Onto Homomorphism to cyclic group

[PsychonautQQ]

Homework Statement

If P: G-->C_6 is an onto group homomorphism and |ker(p)| = 3, show that |G| = 18 and G has normal subgroups of orders 3, 6, and 9.

C_6 is a cyclic group of order 6.

Homework Equations

none

The Attempt at a Solution

I determined that |G| = 18 by taking the factor group G/Ker(p) and realizing it is isormorphic to C_6 and so they must have equal order, then using Lagranges law (I think) I solved for |G| = |Ker(p)|*|C_6| = 18.

G must have a normal subgroup of order 3 because Ker(p) is a normal subgroup of G with order 3. How do I show that G has normal subgroups of order 6 and 9? Do I find a way to show that homomorphisms exist where the order of the kernals are 6 and 9?

 

[Dick]

Homework Statement

If P: G-->C_6 is an onto group homomorphism and |ker(p)| = 3, show that |G| = 18 and G has normal subgroups of orders 3, 6, and 9.
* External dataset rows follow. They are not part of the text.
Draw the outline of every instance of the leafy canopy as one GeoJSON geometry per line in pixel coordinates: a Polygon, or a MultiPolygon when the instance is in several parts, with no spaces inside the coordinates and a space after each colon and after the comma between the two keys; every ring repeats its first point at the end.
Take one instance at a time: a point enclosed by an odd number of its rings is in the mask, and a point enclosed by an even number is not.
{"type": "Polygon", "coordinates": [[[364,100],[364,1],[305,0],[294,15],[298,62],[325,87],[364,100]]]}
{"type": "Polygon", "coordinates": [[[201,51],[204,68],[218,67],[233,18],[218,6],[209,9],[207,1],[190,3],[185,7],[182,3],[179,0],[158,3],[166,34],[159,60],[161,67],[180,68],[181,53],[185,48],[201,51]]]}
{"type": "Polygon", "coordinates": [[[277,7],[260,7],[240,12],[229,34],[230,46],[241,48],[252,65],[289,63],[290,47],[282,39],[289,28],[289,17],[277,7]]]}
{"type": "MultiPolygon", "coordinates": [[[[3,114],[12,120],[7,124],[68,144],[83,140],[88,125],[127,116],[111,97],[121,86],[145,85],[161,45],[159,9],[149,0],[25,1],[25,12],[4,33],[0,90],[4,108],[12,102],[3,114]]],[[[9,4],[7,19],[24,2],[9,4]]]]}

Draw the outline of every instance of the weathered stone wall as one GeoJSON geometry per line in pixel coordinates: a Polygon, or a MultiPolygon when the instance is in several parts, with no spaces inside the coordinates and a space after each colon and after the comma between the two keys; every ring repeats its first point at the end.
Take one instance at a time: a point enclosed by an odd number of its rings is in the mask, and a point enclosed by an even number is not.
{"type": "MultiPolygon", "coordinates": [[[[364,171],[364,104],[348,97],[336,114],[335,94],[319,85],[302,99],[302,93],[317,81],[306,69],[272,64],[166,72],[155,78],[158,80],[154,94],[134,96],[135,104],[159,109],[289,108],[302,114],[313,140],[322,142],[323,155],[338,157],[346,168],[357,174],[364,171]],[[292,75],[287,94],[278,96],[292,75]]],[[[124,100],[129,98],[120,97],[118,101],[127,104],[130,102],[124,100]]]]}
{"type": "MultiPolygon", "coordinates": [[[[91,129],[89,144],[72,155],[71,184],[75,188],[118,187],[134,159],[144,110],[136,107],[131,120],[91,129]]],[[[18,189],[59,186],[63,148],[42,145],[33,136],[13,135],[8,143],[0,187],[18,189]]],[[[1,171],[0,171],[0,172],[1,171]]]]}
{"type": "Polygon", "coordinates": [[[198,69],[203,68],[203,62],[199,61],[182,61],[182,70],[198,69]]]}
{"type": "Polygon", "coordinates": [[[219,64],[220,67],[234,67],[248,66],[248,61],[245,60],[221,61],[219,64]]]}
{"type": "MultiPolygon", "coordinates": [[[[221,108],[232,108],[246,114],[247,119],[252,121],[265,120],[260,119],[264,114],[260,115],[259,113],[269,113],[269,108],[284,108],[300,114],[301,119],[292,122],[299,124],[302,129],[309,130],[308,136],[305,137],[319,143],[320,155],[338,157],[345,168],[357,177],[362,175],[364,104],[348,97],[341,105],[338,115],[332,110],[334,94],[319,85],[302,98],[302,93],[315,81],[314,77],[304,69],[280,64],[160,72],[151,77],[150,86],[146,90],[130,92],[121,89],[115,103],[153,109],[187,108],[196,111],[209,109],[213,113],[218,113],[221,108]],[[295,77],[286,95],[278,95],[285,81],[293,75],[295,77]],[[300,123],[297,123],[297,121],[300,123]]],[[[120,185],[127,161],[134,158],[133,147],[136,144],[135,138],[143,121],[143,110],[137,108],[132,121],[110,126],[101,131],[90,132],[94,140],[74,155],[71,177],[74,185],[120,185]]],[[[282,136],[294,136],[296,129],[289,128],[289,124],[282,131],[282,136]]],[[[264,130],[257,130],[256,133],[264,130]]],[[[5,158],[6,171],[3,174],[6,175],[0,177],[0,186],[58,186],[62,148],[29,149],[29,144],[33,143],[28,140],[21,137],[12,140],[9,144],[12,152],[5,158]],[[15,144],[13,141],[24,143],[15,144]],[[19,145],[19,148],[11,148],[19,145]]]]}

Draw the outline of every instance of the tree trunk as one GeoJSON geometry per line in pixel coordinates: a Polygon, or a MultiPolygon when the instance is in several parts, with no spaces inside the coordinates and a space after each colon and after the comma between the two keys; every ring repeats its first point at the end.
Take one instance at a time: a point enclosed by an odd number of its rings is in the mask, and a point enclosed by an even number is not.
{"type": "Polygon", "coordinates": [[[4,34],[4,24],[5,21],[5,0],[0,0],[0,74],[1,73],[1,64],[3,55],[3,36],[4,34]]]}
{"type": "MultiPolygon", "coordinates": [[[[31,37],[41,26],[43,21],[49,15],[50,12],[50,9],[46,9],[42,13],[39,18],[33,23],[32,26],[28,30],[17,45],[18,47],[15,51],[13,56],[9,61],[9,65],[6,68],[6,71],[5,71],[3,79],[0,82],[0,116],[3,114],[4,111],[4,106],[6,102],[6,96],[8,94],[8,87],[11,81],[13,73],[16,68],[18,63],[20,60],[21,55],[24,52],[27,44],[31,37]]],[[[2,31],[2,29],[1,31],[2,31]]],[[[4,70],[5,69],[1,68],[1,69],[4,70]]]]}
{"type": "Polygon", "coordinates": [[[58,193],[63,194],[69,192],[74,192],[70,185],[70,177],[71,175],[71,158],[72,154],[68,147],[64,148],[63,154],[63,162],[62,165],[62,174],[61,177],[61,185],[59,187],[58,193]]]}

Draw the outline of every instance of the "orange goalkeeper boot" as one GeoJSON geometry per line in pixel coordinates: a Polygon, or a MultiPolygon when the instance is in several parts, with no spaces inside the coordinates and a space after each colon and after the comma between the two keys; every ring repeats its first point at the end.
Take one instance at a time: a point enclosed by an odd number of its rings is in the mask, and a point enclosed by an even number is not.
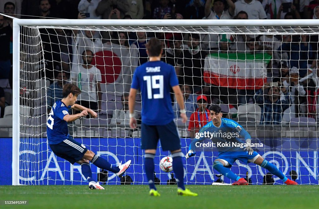
{"type": "Polygon", "coordinates": [[[287,185],[298,185],[298,183],[295,181],[292,181],[291,180],[288,179],[287,181],[285,182],[285,183],[287,185]]]}
{"type": "Polygon", "coordinates": [[[243,178],[241,178],[237,181],[235,181],[232,184],[232,185],[248,185],[248,183],[243,178]]]}

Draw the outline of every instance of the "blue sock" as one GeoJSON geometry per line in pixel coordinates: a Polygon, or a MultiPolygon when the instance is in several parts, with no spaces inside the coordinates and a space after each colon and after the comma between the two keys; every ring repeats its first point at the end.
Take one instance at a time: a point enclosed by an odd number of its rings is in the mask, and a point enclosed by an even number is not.
{"type": "Polygon", "coordinates": [[[146,177],[150,186],[150,189],[156,190],[154,184],[154,157],[155,155],[151,153],[145,153],[144,156],[144,167],[146,177]]]}
{"type": "Polygon", "coordinates": [[[88,182],[95,181],[92,178],[92,171],[91,171],[91,167],[90,166],[89,164],[87,162],[84,162],[81,164],[81,168],[82,174],[88,182]]]}
{"type": "Polygon", "coordinates": [[[172,154],[173,159],[173,169],[176,176],[177,187],[183,190],[185,190],[184,185],[184,167],[182,162],[182,152],[175,152],[172,154]]]}
{"type": "Polygon", "coordinates": [[[225,168],[219,161],[215,161],[213,164],[213,168],[218,171],[227,178],[234,181],[238,181],[240,177],[232,172],[230,169],[225,168]]]}
{"type": "Polygon", "coordinates": [[[118,173],[120,171],[120,169],[117,166],[114,166],[108,162],[107,160],[99,157],[96,155],[94,155],[91,162],[98,168],[109,170],[114,173],[118,173]]]}
{"type": "Polygon", "coordinates": [[[288,179],[285,176],[282,172],[278,168],[275,166],[273,164],[270,163],[266,160],[264,159],[263,161],[260,165],[262,168],[265,168],[269,171],[272,174],[277,176],[285,182],[288,179]]]}

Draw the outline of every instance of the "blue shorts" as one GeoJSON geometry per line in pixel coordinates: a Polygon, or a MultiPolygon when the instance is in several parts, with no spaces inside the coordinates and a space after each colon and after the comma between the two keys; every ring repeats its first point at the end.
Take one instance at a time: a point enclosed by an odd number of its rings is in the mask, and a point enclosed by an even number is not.
{"type": "Polygon", "coordinates": [[[173,120],[162,126],[149,126],[142,123],[141,148],[156,149],[159,139],[164,151],[174,151],[181,148],[181,139],[173,120]]]}
{"type": "Polygon", "coordinates": [[[71,136],[57,144],[50,144],[50,148],[56,155],[68,161],[73,165],[83,159],[87,151],[85,146],[73,139],[71,136]]]}
{"type": "Polygon", "coordinates": [[[259,154],[254,151],[252,155],[248,155],[246,151],[242,152],[226,152],[218,155],[218,159],[221,159],[225,160],[232,165],[236,160],[239,160],[244,163],[247,164],[249,162],[253,162],[249,161],[249,160],[253,159],[259,154]]]}

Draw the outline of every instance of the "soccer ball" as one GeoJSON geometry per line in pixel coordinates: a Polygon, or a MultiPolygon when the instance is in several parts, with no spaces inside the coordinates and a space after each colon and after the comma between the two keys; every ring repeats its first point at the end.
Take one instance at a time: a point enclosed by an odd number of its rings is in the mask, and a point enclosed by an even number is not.
{"type": "Polygon", "coordinates": [[[164,157],[161,160],[160,167],[163,171],[170,172],[173,170],[173,159],[170,157],[164,157]]]}

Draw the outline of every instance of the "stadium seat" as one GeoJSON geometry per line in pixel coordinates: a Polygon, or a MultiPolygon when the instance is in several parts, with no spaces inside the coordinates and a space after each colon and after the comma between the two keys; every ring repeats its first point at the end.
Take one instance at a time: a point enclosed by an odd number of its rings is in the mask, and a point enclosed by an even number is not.
{"type": "Polygon", "coordinates": [[[6,89],[4,90],[6,103],[8,105],[11,105],[12,104],[12,89],[6,89]]]}
{"type": "MultiPolygon", "coordinates": [[[[261,116],[261,108],[256,104],[246,104],[243,105],[240,105],[238,107],[238,118],[246,118],[247,121],[251,121],[251,119],[248,118],[254,119],[256,124],[259,123],[260,121],[261,116]]],[[[240,121],[239,120],[238,121],[240,121]]]]}
{"type": "Polygon", "coordinates": [[[35,85],[39,103],[40,104],[45,104],[46,102],[46,88],[48,88],[50,86],[50,81],[44,79],[38,80],[35,81],[35,85]]]}
{"type": "Polygon", "coordinates": [[[316,124],[316,120],[312,118],[300,117],[293,118],[290,119],[290,125],[314,125],[316,124]]]}
{"type": "Polygon", "coordinates": [[[9,79],[0,79],[0,87],[5,89],[9,86],[9,79]]]}

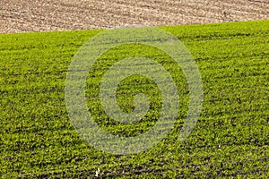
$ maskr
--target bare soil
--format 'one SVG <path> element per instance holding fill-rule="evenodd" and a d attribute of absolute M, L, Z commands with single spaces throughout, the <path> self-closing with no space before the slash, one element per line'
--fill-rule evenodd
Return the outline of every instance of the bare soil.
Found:
<path fill-rule="evenodd" d="M 1 0 L 0 33 L 269 19 L 269 0 Z"/>

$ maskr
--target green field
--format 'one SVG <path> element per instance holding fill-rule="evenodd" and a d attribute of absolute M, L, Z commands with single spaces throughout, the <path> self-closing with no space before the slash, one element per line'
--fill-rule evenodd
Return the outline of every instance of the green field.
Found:
<path fill-rule="evenodd" d="M 178 133 L 187 113 L 184 74 L 166 54 L 124 45 L 104 54 L 89 73 L 89 110 L 104 130 L 135 136 L 158 120 L 160 94 L 149 79 L 124 81 L 117 90 L 126 112 L 134 95 L 149 95 L 151 110 L 140 122 L 109 119 L 98 98 L 100 81 L 117 60 L 147 56 L 177 81 L 182 106 L 169 135 L 139 154 L 117 156 L 84 141 L 65 104 L 65 81 L 73 56 L 91 37 L 79 30 L 0 35 L 0 177 L 174 178 L 269 177 L 269 21 L 161 27 L 192 53 L 203 79 L 198 123 L 184 141 Z M 137 87 L 137 88 L 136 88 Z"/>

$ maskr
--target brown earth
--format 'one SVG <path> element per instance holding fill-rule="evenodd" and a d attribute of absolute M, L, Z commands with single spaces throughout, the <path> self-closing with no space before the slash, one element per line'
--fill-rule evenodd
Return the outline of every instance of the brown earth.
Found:
<path fill-rule="evenodd" d="M 269 0 L 1 0 L 0 33 L 269 19 Z"/>

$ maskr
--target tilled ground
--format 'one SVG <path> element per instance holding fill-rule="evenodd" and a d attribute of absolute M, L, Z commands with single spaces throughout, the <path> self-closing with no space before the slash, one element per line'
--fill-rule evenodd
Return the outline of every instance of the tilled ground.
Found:
<path fill-rule="evenodd" d="M 269 19 L 269 0 L 1 0 L 0 33 Z"/>

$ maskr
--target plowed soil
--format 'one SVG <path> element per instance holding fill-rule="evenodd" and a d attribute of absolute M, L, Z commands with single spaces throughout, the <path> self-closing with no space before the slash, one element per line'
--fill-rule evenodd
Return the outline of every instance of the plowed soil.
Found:
<path fill-rule="evenodd" d="M 0 33 L 269 19 L 269 0 L 1 0 Z"/>

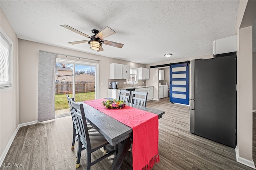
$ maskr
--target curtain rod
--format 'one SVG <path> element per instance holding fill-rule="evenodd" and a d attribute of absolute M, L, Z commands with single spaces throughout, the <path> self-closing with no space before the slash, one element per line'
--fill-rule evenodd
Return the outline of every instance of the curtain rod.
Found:
<path fill-rule="evenodd" d="M 79 58 L 79 59 L 81 58 L 81 59 L 88 59 L 88 60 L 89 60 L 96 61 L 97 61 L 98 62 L 101 61 L 101 60 L 99 60 L 98 59 L 90 59 L 90 58 L 84 58 L 84 57 L 76 57 L 76 56 L 74 56 L 70 55 L 66 55 L 65 54 L 60 54 L 60 53 L 52 53 L 51 52 L 46 51 L 45 51 L 39 50 L 39 51 L 44 52 L 48 53 L 51 53 L 52 54 L 56 54 L 56 55 L 63 55 L 63 56 L 66 56 L 66 57 L 68 56 L 68 57 L 74 57 L 74 58 Z"/>

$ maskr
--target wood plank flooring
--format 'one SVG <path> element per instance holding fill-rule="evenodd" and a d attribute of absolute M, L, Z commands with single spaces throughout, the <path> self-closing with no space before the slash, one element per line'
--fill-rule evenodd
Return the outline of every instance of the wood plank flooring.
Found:
<path fill-rule="evenodd" d="M 234 149 L 190 132 L 188 106 L 171 104 L 169 98 L 147 102 L 147 106 L 164 111 L 159 119 L 159 150 L 160 162 L 153 170 L 252 170 L 236 162 Z M 256 157 L 256 116 L 254 116 L 254 158 Z M 85 150 L 80 166 L 75 168 L 77 142 L 71 149 L 71 116 L 21 127 L 3 163 L 22 164 L 22 167 L 1 170 L 82 170 L 85 168 Z M 109 149 L 110 149 L 109 147 Z M 150 148 L 149 148 L 150 149 Z M 92 159 L 103 154 L 93 154 Z M 108 170 L 113 156 L 92 167 L 92 170 Z M 126 156 L 121 170 L 132 168 L 132 153 Z M 255 162 L 255 160 L 254 160 Z"/>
C_6 is a cyclic group of order 6.

Homework Equations

none

The Attempt at a Solution

I determined that |G| = 18 by taking the factor group G/Ker(p) and realizing it is isormorphic to C_6 and so they must have equal order, then using Lagranges law (I think) I solved for |G| = |Ker(p)|*|C_6| = 18.

G must have a normal subgroup of order 3 because Ker(p) is a normal subgroup of G with order 3. How do I show that G has normal subgroups of order 6 and 9? Do I find a way to show that homomorphisms exist where the order of the kernals are 6 and 9?

Write down a homomorphism Q:C_6-->C_6 such that ker(Q) has order 2. Suppose you consider the composition QP?

 

[jbunniii]

G must have a normal subgroup of order 3 because Ker(p) is a normal subgroup of G with order 3. How do I show that G has normal subgroups of order 6 and 9? Do I find a way to show that homomorphisms exist where the order of the kernals are 6 and 9?

Hint: $C_6$ has normal subgroups of orders 1, 2, and 3. (Why?) Now apply the correspondence theorem.